But Coleridge’s real intimacies were formed in the more bohemian circle of the painters. At the Cafe Greco on Strada de’ Condotti he fell in with a group that included George Wallis, Thomas Russell, and the 27-year-old American artist Washington Allston. Russell was an art student from Exeter, and Wallis a Scottish landscape painter travelling through Italy with his family, including a ten-year-old son grandly named Trajan Wallis, who delighted Coleridge with his precociousness. But it was Washington Allston, a dreamy young man, elegant and aristocratic, with wild black hair framing a pale abstracted face, to whom he most instinctively warmed.

Allston had grown up on a cotton plantation in South Carolina, and had the slow finesse of a Southern gentleman. Moneyed and leisurely, he had attended Harvard and gone on to study art in Paris and at the Royal Academy in London, where he knew Fuseli and Benjamin West. Melancholy and amusing, he said he had received his imaginative education through the stories of the black plantation workers, tales of “barbaric magic and superstition…ghosts and goblins…myths and legends to startle and alarm”.


He had a “tendency towards the marvellous” and loved to stay up all night talking.

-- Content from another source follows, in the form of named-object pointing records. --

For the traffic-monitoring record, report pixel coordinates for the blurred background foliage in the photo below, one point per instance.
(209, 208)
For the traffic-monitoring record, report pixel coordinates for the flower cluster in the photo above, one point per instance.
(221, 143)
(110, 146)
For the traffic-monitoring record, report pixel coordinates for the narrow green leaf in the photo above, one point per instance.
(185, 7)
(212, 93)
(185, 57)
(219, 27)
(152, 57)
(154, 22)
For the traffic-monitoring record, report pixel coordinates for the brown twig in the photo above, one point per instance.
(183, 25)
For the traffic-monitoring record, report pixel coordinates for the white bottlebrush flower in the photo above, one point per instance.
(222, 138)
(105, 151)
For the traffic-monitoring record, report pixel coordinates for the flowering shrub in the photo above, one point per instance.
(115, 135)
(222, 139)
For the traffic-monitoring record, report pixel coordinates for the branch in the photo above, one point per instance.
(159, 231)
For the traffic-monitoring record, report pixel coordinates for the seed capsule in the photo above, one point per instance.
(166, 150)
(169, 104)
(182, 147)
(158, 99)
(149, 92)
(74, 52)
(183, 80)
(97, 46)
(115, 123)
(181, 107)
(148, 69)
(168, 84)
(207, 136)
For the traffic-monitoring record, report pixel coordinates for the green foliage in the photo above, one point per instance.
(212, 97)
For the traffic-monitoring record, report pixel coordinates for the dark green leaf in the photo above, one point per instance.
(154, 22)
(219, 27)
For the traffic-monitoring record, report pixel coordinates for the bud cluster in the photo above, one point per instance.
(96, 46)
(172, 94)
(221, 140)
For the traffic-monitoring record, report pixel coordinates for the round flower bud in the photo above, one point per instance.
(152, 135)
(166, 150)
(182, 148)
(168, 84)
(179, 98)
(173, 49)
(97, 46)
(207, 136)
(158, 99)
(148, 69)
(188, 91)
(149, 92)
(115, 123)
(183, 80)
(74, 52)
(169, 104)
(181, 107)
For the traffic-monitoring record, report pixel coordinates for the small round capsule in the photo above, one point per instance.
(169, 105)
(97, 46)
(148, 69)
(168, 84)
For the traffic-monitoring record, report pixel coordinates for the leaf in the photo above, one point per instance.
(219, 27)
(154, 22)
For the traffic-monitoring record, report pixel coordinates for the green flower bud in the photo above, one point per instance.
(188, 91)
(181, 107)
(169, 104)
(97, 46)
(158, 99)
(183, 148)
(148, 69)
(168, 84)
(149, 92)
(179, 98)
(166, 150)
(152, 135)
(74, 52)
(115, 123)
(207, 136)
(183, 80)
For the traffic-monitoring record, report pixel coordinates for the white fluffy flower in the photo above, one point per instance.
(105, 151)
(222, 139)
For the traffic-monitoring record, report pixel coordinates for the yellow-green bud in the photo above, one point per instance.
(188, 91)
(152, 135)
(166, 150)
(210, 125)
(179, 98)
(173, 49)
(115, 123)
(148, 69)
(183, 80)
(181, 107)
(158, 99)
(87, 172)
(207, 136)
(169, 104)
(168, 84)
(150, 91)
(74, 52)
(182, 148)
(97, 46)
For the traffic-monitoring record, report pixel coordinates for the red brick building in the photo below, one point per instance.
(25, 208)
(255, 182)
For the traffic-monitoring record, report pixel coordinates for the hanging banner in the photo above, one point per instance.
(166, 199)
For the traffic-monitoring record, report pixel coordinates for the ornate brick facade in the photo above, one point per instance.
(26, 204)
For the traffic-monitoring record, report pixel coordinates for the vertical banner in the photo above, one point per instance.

A friend said Allston could never paint the reflections of dawn sunlight on water, because he had never seen a sunrise.

Naturally, Allston espoused the Sublime school of painting, with its brooding landscapes and dramatic subjects. He preferred Gothic to Greek, and his beau-ideal was Titian and Veronese with their rich colours and mysterious allegories. He had painted scenes from Schiller’s plays, Mrs Radcliffe’s novels, Milton’s Paradise Lost, and the Bible. The latter characteristically included “St Peter When He Heard the Cock Crow”. Leaving a fiancée behind in Boston, he had come to Rome in 1805, renting a studio by the Borghese Gardens, and a rustic summer lodging up in the Roman hills at Olevano.

One of the first things Coleridge ever heard him say was that a fellow-painter was too realistic and down to earth. “He works too much with the Pipe in his mouth – looks too much at the particular Thing, instead of overlooking – ubersehen.” Allston valued the ideal above all else, and Nathaniel Hawthorne would later put him into a short story to illustrate this quality pursued to excess, “The Artist of the Beautiful”. Like Coleridge, he had trouble finishing his work, and he was to spend over twenty-five years on his last canvas, a monumental picture of “Belshazzar’s Feast”, which was unfinished at his death.

He had just completed a large mythological canvas, “Diana and Her Nymphs in the Chase”, which appears to be much influenced by Claude Lorraine. Coleridge wrote a minute prose description of it, treating it in a way that delighted Allston, as a real landscape through which he could wander at will, slipping on the perilous bridge of moss-covered tree-trunk over a chasm – “take care, for heaven’s sake” – and watching the graceful undulations of a huge umbrella-pine “exhaling” movement, “for it rises indeed, even as smoke in calm weather”.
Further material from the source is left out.